RAID groups that are much wider than ~100 disks are today still unrealistic; the way the IOs are done, it leads to very inefficient distributed computation and requires lots of IO. Consider the following: If you have a fault that put the RAID code into rebuild mode, then for every read (meaning every step of resilvering or rebuilding) you'll have to read *ALL* other disks. Suddenly, your IO workload increases by a factor of 100. Now consider a large system, for example one that has 100K disks, organized as a thousand RAID groups each of 100 disks. Systems of this size are not uncommon today. In that system, pretty much all the time some part is in rebuild mode, meaning throughput drops by a factor of 100. Most customers will not tolerate a system that runs 100x slower much of the time.

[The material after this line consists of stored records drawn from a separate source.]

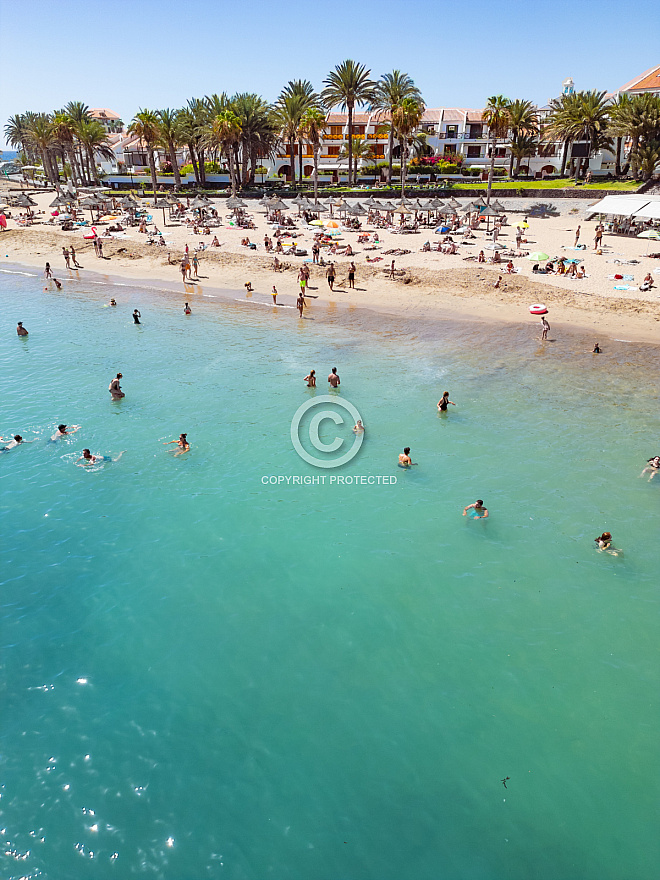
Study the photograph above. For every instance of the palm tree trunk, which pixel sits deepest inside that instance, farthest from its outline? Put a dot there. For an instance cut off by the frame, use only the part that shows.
(232, 173)
(316, 174)
(350, 141)
(174, 164)
(390, 146)
(237, 164)
(292, 158)
(92, 164)
(152, 168)
(491, 171)
(193, 159)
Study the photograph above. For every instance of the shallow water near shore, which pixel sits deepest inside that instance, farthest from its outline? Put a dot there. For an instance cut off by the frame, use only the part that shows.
(208, 676)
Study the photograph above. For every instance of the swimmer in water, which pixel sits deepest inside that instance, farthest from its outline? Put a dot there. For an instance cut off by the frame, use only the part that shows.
(182, 443)
(444, 402)
(15, 441)
(404, 458)
(87, 458)
(653, 467)
(115, 389)
(604, 542)
(63, 430)
(480, 510)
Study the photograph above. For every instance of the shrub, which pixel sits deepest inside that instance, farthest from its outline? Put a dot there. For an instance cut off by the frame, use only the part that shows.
(210, 168)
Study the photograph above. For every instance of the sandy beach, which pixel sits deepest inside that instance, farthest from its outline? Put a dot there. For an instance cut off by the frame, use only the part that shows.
(425, 284)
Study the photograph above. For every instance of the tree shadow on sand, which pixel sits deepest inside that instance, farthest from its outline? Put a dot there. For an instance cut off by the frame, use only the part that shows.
(542, 209)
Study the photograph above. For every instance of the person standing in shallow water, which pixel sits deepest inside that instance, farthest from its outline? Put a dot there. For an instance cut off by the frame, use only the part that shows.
(115, 388)
(444, 402)
(481, 512)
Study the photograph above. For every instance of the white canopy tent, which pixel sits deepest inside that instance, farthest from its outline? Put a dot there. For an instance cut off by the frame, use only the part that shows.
(650, 211)
(619, 206)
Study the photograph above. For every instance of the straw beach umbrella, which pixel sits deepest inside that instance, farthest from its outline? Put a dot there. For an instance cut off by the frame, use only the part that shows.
(162, 204)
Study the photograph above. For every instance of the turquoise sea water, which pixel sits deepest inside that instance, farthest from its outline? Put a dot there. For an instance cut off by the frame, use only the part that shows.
(205, 676)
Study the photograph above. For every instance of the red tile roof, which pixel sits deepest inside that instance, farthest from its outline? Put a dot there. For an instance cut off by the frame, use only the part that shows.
(650, 79)
(103, 113)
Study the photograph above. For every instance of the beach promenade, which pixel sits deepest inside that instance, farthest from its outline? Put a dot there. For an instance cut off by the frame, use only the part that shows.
(425, 283)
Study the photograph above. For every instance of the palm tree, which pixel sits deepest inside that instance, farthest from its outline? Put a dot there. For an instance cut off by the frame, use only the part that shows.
(145, 126)
(93, 138)
(521, 146)
(312, 126)
(257, 131)
(190, 135)
(43, 140)
(391, 89)
(295, 99)
(590, 123)
(638, 118)
(559, 126)
(348, 86)
(169, 136)
(496, 117)
(65, 133)
(17, 133)
(647, 158)
(222, 133)
(359, 150)
(406, 120)
(523, 123)
(619, 118)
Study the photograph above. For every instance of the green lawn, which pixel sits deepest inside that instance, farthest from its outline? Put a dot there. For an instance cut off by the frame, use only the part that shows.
(620, 185)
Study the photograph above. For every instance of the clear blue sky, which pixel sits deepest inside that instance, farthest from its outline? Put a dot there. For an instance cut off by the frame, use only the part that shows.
(127, 54)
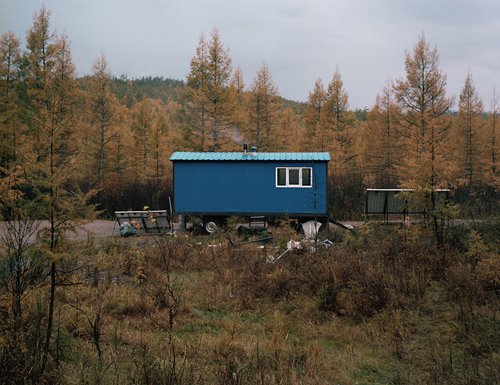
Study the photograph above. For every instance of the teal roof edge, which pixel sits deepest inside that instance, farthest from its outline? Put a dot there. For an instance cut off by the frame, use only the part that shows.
(259, 156)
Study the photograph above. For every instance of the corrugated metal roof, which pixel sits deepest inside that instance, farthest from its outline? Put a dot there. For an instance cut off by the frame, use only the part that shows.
(260, 156)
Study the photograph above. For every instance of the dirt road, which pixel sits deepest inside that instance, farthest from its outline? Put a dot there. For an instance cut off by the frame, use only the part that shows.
(97, 228)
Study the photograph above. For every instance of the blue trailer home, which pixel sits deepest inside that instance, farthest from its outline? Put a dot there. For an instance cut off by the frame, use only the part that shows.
(216, 185)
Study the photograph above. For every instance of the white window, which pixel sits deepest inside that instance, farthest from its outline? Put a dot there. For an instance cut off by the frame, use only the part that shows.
(293, 177)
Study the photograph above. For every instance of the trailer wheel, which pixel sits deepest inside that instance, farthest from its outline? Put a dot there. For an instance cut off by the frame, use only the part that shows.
(210, 226)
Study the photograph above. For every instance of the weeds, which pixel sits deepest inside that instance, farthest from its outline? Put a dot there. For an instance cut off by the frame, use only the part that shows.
(383, 306)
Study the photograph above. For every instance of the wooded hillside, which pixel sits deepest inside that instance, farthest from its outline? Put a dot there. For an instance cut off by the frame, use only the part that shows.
(118, 133)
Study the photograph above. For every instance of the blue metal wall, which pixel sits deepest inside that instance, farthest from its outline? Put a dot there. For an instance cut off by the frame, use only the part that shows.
(246, 188)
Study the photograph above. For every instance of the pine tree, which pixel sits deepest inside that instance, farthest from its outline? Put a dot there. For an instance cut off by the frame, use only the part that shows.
(219, 107)
(313, 118)
(421, 97)
(380, 142)
(238, 97)
(492, 144)
(102, 131)
(209, 97)
(338, 126)
(196, 96)
(469, 122)
(50, 163)
(263, 111)
(10, 123)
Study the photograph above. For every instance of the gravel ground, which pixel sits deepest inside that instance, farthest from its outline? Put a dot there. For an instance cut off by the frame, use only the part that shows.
(97, 228)
(101, 228)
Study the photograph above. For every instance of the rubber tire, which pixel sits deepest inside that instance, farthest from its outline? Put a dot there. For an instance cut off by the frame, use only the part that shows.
(210, 226)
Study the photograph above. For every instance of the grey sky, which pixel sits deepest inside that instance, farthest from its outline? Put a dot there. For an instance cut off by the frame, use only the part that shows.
(300, 40)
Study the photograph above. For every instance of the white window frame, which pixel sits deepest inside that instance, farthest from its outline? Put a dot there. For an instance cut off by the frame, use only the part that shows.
(287, 183)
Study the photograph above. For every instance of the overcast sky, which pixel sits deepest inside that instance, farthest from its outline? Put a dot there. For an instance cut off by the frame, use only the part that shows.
(300, 40)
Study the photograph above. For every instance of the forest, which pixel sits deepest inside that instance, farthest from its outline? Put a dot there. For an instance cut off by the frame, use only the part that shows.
(383, 305)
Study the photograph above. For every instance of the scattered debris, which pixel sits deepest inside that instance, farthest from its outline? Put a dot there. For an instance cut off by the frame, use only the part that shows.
(311, 229)
(127, 230)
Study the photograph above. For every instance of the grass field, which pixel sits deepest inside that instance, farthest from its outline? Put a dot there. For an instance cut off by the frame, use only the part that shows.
(383, 306)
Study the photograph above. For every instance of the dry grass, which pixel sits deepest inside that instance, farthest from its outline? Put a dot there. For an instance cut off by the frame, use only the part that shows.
(385, 307)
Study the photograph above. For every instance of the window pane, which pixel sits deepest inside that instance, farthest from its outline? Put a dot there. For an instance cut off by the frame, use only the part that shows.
(293, 177)
(282, 177)
(306, 177)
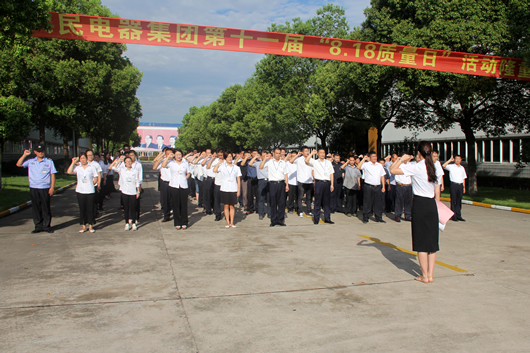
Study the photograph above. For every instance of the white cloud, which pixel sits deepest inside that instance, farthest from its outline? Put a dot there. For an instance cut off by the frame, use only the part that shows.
(177, 78)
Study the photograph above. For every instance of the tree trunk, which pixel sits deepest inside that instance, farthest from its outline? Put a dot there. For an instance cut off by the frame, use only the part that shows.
(66, 152)
(472, 187)
(42, 130)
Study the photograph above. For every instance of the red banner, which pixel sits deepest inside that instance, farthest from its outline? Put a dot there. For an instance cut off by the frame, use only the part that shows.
(105, 29)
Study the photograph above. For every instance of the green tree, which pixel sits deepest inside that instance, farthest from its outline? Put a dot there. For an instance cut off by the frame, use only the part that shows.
(440, 100)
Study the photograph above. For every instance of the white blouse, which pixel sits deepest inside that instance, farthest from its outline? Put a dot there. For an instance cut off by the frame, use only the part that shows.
(85, 179)
(229, 177)
(179, 178)
(129, 180)
(420, 181)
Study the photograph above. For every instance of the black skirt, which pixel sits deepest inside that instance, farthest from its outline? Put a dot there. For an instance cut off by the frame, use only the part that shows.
(228, 198)
(424, 224)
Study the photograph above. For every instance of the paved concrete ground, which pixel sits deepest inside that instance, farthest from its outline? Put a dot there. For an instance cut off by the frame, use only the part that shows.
(300, 288)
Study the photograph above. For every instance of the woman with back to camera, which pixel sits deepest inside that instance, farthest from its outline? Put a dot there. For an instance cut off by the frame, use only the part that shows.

So when using traditional parity-based RAID codes (such as the ones ZFS RAIDZ-n uses), group width larger than dozens are implausible. The research literature and patents describe potential solutions, but I don't know of any open source file and storage systems that use those.

Jose · Jan 31, 2022

scilek said:
I think you all know Linus, the famous Youtuber. After watching his latest video, I decided that striping might not be a good idea.

I've never understood the appeal. Superficial knowledge with with a heavy dose of cutesy facial expressions. I figure it's for children.

scilek · Jan 31, 2022

Jose said:
I've never understood the appeal. Superficial knowledge with with a heavy dose of cutesy facial expressions. I figure it's for children.

I believe it will be for the benefit of all of us to keep our discussions purely technical. You can never guess what will happen if emotions start to get involved.

"Professionalism is the opposite of sentimentalism." I say.